L’armée allemande est un « monstre bureaucratique », dénonce un rapport
La hausse prévue de 4,3 milliards d’euros du budget allemand de la Défense, en 2019, fera-t-elle en sorte que le prochain rapport de Hans-Peter Bartels, le commissaire parlementaire auprès des forces armées, soit différent de celui qu’il vient de rendre, lequel est d’ailleurs quasiment identique aux précédents?
Comme l’an passé, M. Bartels a encore souligné les gros problèmes de disponibilité des matériels de la Bundeswehr. Et l’impression qui se dégage est qu’aucun progrès, même infime, n’a été réalisé au cours de ces douze derniers mois.
Ainsi, moins de la moitié des avions de combat Panavia Tornado et Eurofighter Typhoon sont en état de voler tandis que les chars Leopard 2 à peine « prêts » à être utilisés. La situation de la marine allemande n’est guère plus enviable, avec des « équipages entiers bloqués à terre », faute de navires disponibles pour naviguer comme prévu. » C’est notamment le cas des sous-marins et des bâtiments ravitailleurs. La raison est connue : les difficultés d’approvisionnement en pièces détachées.
Aussi, M. Bartels propose de constituer un « stock complet de pièces de rechange » et un recours accru aux réparations « faites en internes », afin de moins dépendre de la « rationalité économique des entreprises privées ».
En outre, des équipements de base, comme des gilets pare-balles ou des jumelles de vision nocturne font toujours défaut, ce qui ne permet pas de mettre « chaque soldat sur un pied d’égalité ». Aussi, avance M. Bartels, « la gestion de la rareté reste un phénomène courant. »
« Une action immédiate est nécessaire. Il est absolument essentiel que les achats soient accélérés », a-t-il estimé. « Les soldats ont besoin de cet équipement maintenant pour faire leur travail », a-t-il insisté.

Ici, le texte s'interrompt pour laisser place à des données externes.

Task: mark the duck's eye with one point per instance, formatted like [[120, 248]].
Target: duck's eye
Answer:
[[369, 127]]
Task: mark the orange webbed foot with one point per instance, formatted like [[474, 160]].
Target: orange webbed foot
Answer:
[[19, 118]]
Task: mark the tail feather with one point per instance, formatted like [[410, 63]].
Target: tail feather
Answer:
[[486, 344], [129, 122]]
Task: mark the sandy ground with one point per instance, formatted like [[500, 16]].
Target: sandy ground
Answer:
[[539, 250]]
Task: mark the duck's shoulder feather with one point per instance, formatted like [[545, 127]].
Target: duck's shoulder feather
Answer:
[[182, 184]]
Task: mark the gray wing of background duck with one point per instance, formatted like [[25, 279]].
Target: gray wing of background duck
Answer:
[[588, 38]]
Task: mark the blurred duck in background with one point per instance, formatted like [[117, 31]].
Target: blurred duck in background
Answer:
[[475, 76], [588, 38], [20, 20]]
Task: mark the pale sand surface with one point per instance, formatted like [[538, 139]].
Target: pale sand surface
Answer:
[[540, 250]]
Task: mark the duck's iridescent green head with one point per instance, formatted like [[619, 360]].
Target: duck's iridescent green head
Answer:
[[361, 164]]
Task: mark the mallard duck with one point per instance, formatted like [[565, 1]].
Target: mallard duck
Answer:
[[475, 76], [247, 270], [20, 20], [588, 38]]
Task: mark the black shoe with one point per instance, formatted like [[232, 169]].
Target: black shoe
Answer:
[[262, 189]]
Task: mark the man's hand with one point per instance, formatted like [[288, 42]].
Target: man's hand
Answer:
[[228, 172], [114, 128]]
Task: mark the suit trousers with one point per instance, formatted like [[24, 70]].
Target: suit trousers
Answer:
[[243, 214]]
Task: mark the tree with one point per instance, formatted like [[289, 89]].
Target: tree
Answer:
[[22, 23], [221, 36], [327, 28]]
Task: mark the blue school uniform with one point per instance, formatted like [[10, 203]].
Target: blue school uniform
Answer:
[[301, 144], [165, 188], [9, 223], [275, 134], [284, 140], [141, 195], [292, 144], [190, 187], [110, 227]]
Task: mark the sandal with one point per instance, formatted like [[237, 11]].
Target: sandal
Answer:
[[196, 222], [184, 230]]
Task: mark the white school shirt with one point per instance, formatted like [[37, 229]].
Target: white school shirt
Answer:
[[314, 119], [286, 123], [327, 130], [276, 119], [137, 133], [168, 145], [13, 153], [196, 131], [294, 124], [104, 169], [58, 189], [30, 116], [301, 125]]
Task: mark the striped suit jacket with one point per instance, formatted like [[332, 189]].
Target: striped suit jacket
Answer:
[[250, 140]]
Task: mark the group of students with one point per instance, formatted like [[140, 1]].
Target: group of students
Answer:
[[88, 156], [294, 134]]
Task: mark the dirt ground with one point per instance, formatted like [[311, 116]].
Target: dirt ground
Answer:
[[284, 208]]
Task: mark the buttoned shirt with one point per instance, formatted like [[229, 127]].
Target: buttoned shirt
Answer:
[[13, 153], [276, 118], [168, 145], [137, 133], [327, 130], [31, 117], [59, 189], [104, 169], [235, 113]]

Par ailleurs, si elles ont connu un succès d’audience sur les réseaux sociaux, les campagnes de communication de la Bundeswehr ne se sont pas traduites par un afflux de candidats à un engagement. En 2018, note M. Bartels, 52.200 jeunes allemands ont poussé la porte d’un bureau de recrutement, soit 6.239 de moins sur un an. Et le nombre d’engagés est tombé à son plus bas niveau, soit 20.012 contre 23.000 en 2017. Et cela alors que 21.500 postes restent vacants au sein des forces allemandes. Ce qui fait que l’objectif de disposer 203.000 militaires en 2025 est pour le moment compromis.
« De nombreux leviers ont été mis en place, des papiers ont été écrits, des résolutions politiques ont été prises, des fonds supplémentaires sont à venir, la Bundeswehr grossit. Cela doit être reconnu », a admit M. Bartels, issu du Parti social-démocrate. Toutefois, fait-il valoir, « il y a encore trop d’obstacles bureaucratiques, anciens et nouveaux. » Au point même que les militaires allemands parlent eux-même d’une armée vue comme un « monstre bureaucratique. »
Le quotidien Die Welt n’a pas ménagé ses critiques. « L’économie de la pénurie continue et l’administration de cette pénurie échoue à cause de l’irresponsabilité organisée », a-t-il commenté, estimant que le « le rapport du commissaire fédéral se lit – dans une large mesure – comme la description d’une économie socialiste ». Aussi, « la Bundeswehr a besoin de réformes. Ce serait fatal si cela ne venait pas », a-t-il conclu.
Le budget de la Bundeswehr sera porté à 43 milliards d’euros cette année . Aussi, la question est de savoir si cela permettra d’améliorer effectivement la situation. Remplir un seau percé donnera toujours le même résultat, même si on augmente le débit de l’eau…
« J’aimerais aussi que beaucoup de choses aillent plus vite, mais 25 ans de recul et de réductions dans la Bundeswehr ne peuvent être inversés en quelques années », a répondu Ursula von der Leyen, la ministre allemande de la Défense.
Justement, cette dernière est dans le collimateur de la commission de la défense du Bundestag, laquelle a décidé, le 30 janvier, de se doter de pouvoirs d’enquête pour examiner les conditions dans lesquelles la ministre a fait appel à des consultants extérieurs pour les besoins de son ministère.
En effet, rien qu’entre 2015 et 2016, la Défense allemande a ainsi versé plus de 250 millions d’euros à des consultants privés, sans toujours avoir suivi les procédures en vigueur en matière d’appels d’offres.
« Si la Bundeswehr fait appel à des services externes, elle doit en prouver la nécessité, en vérifier la rentabilité et, en règle générale, le faire savoir publiquement afin de faciliter la concurrence. Or, la Cour des comptes fédérale a toutefois constaté que cela n’était pas le cas dans de nombreux endroits », relève le quotidien Tagesspiegel.